Although with a rather large dissolving pulp capacity, China is in short of forest resources and Chinese dissolving pulp manufacturers has a higher production cost than international counterparts. In 2012-2013, China’s viscose fiber industry remained in the doldrums, hence a lower demand for dissolving pulp. This, coupled with the impact of the global low-priced dissolving pulp on the domestic market, led to a universally low operating rate for dissolving pulp devices, thus resulting in the overall loss-making of the industry. In 2013, the output of dissolving pulp in China was only around 360kt, with a mere 36% operating rate but export dependency ratio as much as 83.4%.
In April 2014, Ministry of Commerce People’s Republic of China announced final determination in anti-dumping investigation: starting from April 6, 2014, China would levy tariffs of 17%, 13% and 6.8% on the pulp produced in the United States, Canada, and Brazil, respectively. The implementation period would span 5 years since April 6, 2014. This is good for the sales of dissolving pulp in China and would hinder the impact of the imported dissolving pulp. Although the factors including destocking in distribution and weak demand from downstream market led to the fluctuation of the prices of dissolving pulp in the bottom, the dissolving pulp industry in China is expected to witness a turning point in 2014.
The world’s dissolving pulp industry features quite high concentration and key industrial players consist of Sappi, Aditya Birla, Lenzing, Sateri, Rayonier, etc. In 2013, the total dissolving pulp capacity of the aforesaid five producers accounted for roughly 54.5% of global total. In the forthcoming years, the world’s dissolving pulp capacity will continue to grow and the key increments will involve the successively expanded capacity of 300kt from Lenzing, the capacity of 190kt switched for production by Rayonier, the newly built capacity of 175kt from Thailand’s Double A, and otherwise.

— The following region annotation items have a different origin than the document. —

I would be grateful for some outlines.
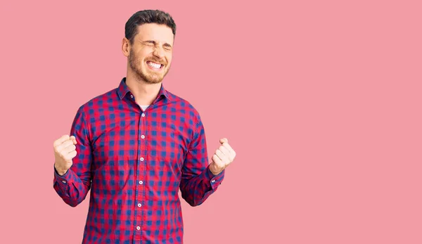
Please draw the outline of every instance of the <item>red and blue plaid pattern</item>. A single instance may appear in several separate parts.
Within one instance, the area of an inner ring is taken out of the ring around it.
[[[143,111],[126,85],[77,110],[77,155],[53,186],[70,206],[91,189],[82,243],[182,243],[179,188],[203,203],[224,179],[208,168],[204,127],[186,101],[166,91]]]

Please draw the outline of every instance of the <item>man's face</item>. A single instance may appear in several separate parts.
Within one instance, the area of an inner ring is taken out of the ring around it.
[[[129,64],[138,78],[146,83],[160,83],[170,69],[174,35],[164,25],[138,26],[129,54]]]

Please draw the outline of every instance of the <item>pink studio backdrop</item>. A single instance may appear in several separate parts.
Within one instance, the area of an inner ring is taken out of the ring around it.
[[[276,3],[279,4],[276,4]],[[138,10],[177,25],[164,80],[237,158],[184,240],[421,243],[419,1],[0,4],[1,243],[80,243],[89,198],[53,188],[53,141],[126,73]]]

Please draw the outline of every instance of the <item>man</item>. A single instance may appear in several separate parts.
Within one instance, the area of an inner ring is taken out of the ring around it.
[[[70,136],[54,141],[54,189],[70,206],[91,189],[83,243],[181,243],[179,188],[203,203],[236,153],[226,139],[208,165],[196,109],[165,90],[176,25],[160,11],[134,14],[122,51],[127,77],[77,110]]]

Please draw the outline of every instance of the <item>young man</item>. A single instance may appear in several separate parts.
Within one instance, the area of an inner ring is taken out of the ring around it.
[[[179,188],[200,205],[236,156],[222,139],[208,165],[198,113],[162,86],[175,34],[168,13],[134,14],[122,46],[126,77],[82,105],[70,136],[54,141],[57,193],[75,207],[91,189],[83,243],[183,243]]]

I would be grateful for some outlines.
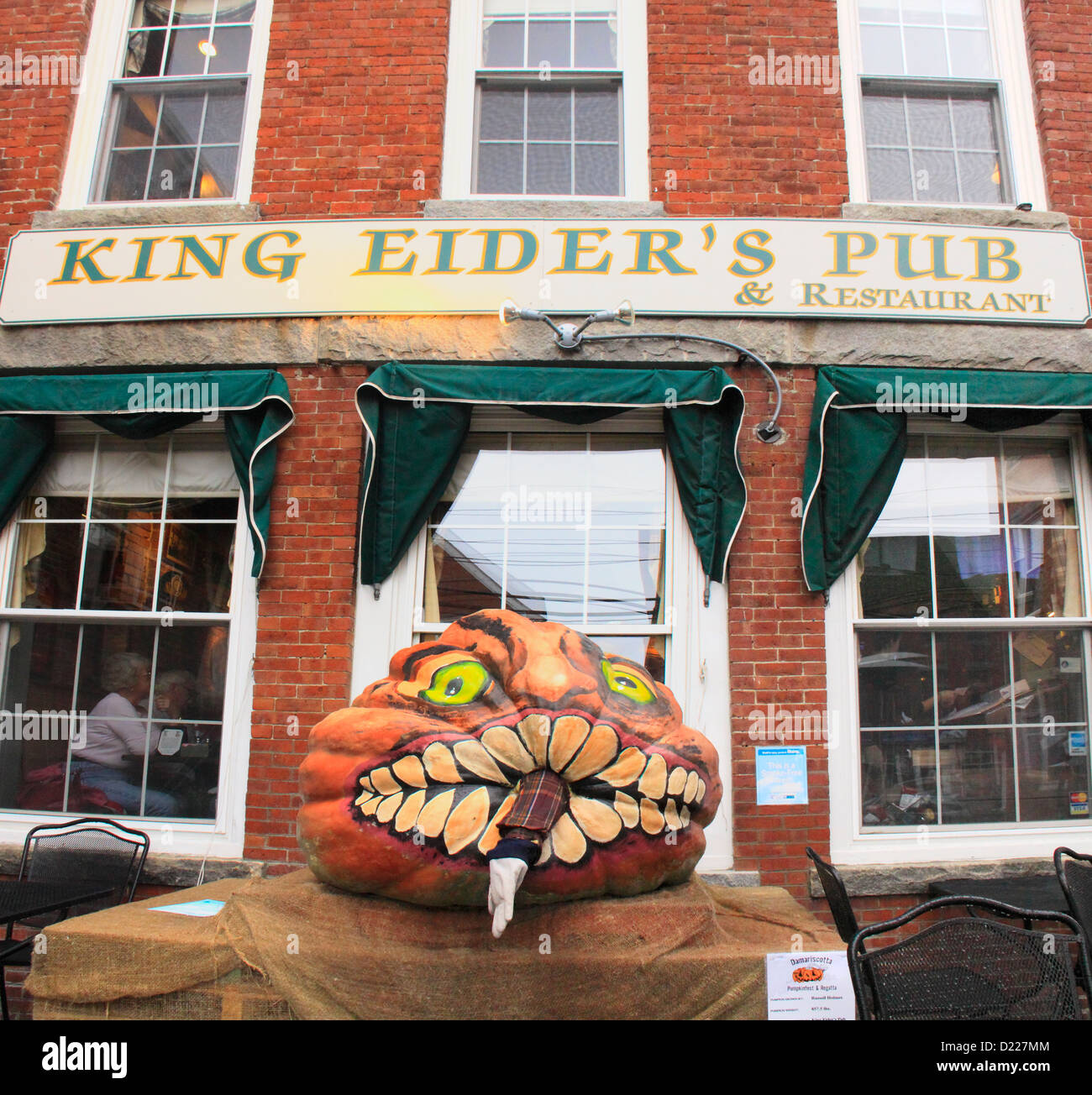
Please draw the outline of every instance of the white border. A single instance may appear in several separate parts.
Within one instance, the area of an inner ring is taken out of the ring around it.
[[[838,0],[838,53],[841,61],[842,113],[846,119],[846,159],[849,166],[850,201],[871,205],[938,206],[953,209],[1011,209],[1030,201],[1033,209],[1048,209],[1043,159],[1035,128],[1035,94],[1027,66],[1027,44],[1021,0],[987,0],[990,47],[1001,85],[1001,114],[1012,165],[1011,203],[979,205],[953,201],[896,201],[869,198],[869,174],[864,153],[864,117],[861,106],[861,54],[859,0]]]
[[[935,429],[934,423],[910,419],[913,433]],[[980,430],[947,426],[951,436],[981,437]],[[986,435],[995,436],[995,435]],[[1030,426],[1007,430],[1004,437],[1066,437],[1073,445],[1074,488],[1081,507],[1082,586],[1085,604],[1090,587],[1089,554],[1092,534],[1089,529],[1090,484],[1084,472],[1088,452],[1078,427]],[[857,606],[858,568],[854,560],[830,587],[826,613],[827,711],[835,744],[829,749],[830,857],[840,864],[936,863],[958,860],[1042,858],[1043,869],[1050,869],[1050,856],[1060,844],[1088,842],[1092,818],[1068,826],[1049,822],[973,828],[969,826],[921,831],[913,827],[884,827],[862,831],[860,738],[857,725],[857,657],[853,613]],[[1019,620],[1015,621],[1019,623]],[[893,621],[893,626],[898,621]],[[1088,689],[1089,681],[1085,681]],[[837,716],[837,719],[836,719]],[[837,726],[837,737],[834,728]],[[899,829],[906,831],[898,831]]]
[[[79,101],[72,119],[72,134],[65,161],[65,175],[58,209],[147,209],[149,206],[198,208],[200,206],[250,200],[254,184],[254,157],[257,150],[257,124],[265,87],[265,60],[269,50],[273,0],[257,0],[251,34],[250,70],[246,78],[246,113],[239,147],[239,173],[235,193],[219,198],[182,198],[173,201],[92,201],[95,168],[102,147],[102,127],[110,110],[110,84],[122,71],[126,30],[133,0],[100,0],[94,5],[88,53],[80,80]]]
[[[440,197],[475,201],[647,201],[648,182],[648,23],[646,0],[619,0],[618,34],[622,68],[623,193],[473,194],[474,87],[481,41],[481,0],[451,0],[448,87],[444,114],[444,166]]]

Chinese dissolving pulp manufacturers are mainly medium and large paper-making enterprises and chemical fiber enterprises; wherein, the paper-making enterprises is chiefly composed of Yueyang Forest & Paper, Sun Paper and Zhenlai Xinsheng Paper (putting into production in 2013), mainly producing wood dissolving pulp and with their capacities hitting 300 kt/a, 200 kt/a and 100 kt/a respectively; and chemical fiber enterprises include Jilin Chemical Fiber Group and Yibin Grace Group Company, producing bamboo dissolving pulp in the main, of which the 95 kt/a bamboo pulp project of Jilin Chemical Fiber Group is still under construction and expected to put into production in 2014.
As a large consumer of viscose fiber around the globe, China’s output of viscose fiber is anticipated to keep a growth rate of 10% or so in the upcoming years, which beyond doubt stimulate a rise in the demand for dissolving pulp. After anti-dumping tariff is levied by China on the imported dissolving pulp in 2014, the output of home-made dissolving pulp in China is expected to grow steadily, and it will get to around one million tons in 2016.